Per carbon footprint si fa riferimento all’impronta che ogni entità lascia sul pianeta, dai cittadini fino ad arrivare alle aziende. Rappresenta, in sintesi, l’impatto che ogni settore esercita sull’ecosistema in chiave ambientale, una traccia pesante nel cammino verso l’attenzione ambientale che ognuno di noi lascia quando effettua scelte di consumo poco sostenibili. Scopriamo assieme perché è importante ridurre l’impatto sul pianeta lasciato dalla footprint.

Cos’è il carbon footprint e perché è importante conoscerlo

Il carbon footprint non è un indicatore aleatorio ma molto concreto, considerando che esistono delle formule – piuttosto complesse – che danno la possibilità di calcolarlo. Queste formule utilizzano diversi fattori e li calcolano per dare come risultato la quantità di gas ad effetto serra rilasciato nell’atmosfera. Lo scopo è quello di dare una percezione reale dell’impatto dell’umanità sul pianeta, così da poter procedere verso un obiettivo importante come la riduzione di emissioni di COe la cosiddetta decarbonizzazione.
Per ottenere il carbon footprint, come accennato poco sopra, si esegue una valutazione che tiene in conto sia i fattori diretti legati alla produzione di emissioni da parte delle attività umane, sia quelli indiretti. La conoscenza di questi fattori può aiutare a prevenire un ulteriore innalzamento delle emissioni, dato che è possibile correggere le proprie abitudini per andare incontro alla natura, proteggendo anche il futuro delle generazioni a venire.

Come ridurre la propria impronta ecologica

Come già accennato, anche i cittadini rilasciano una propria impronta carbonica, e devono dunque attivarsi per ridurla per aiutare il pianeta.

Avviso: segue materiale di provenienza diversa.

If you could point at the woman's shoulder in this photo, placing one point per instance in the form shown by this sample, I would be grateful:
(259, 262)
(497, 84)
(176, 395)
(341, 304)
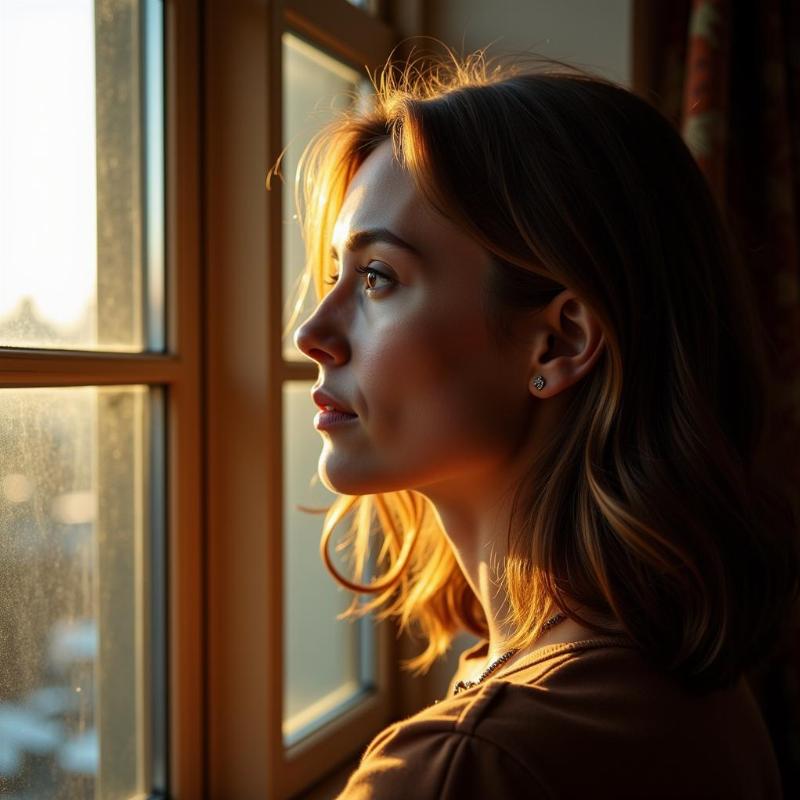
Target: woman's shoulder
(597, 703)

Il primo modo per farlo è quello di agire sui consumi domestici e risparmiare energia elettrica in casa, ad esempio staccando le spine della corrente quando non si stanno utilizzando dispositivi elettronici, avviando le lavatrici esclusivamente a pieno carico ed utilizzando gli elettrodomestici con moderazione. Si può anche decidere di agire a livello strutturale effettuando la diagnosi energetica del proprio immobile, per avere un quadro più approfondito dell’efficienza energetica della propria casa e poter eventualmente intervenire per aumentarne le classi installando ad esempio un cappotto termico oppure degli infissi termoisolanti.

Ridurre il proprio carbon footprint vuol dire anche correggere il proprio stile alimentare, preferendo i cibi biologici e a chilometro zero, che hanno un impatto sul pianeta decisamente inferiore. In questa lista rientra pure la massima attenzione allo smaltimento dei rifiuti e al riciclo, oltre che al riuso: pratiche che abbattono la produzione di rifiuti da parte della società.
Naturalmente, per quel che riguarda gli sprechi energetici, è importantissimo accendere le luci soltanto quando servono, e spegnerle quando si esce di casa o da quella stanza. Per concludere, è altrettanto importante imparare a non sprecare il gas e una risorsa preziosa come l’acqua, la risorsa primaria per la sopravvivenza dell’uomo sulla Terra.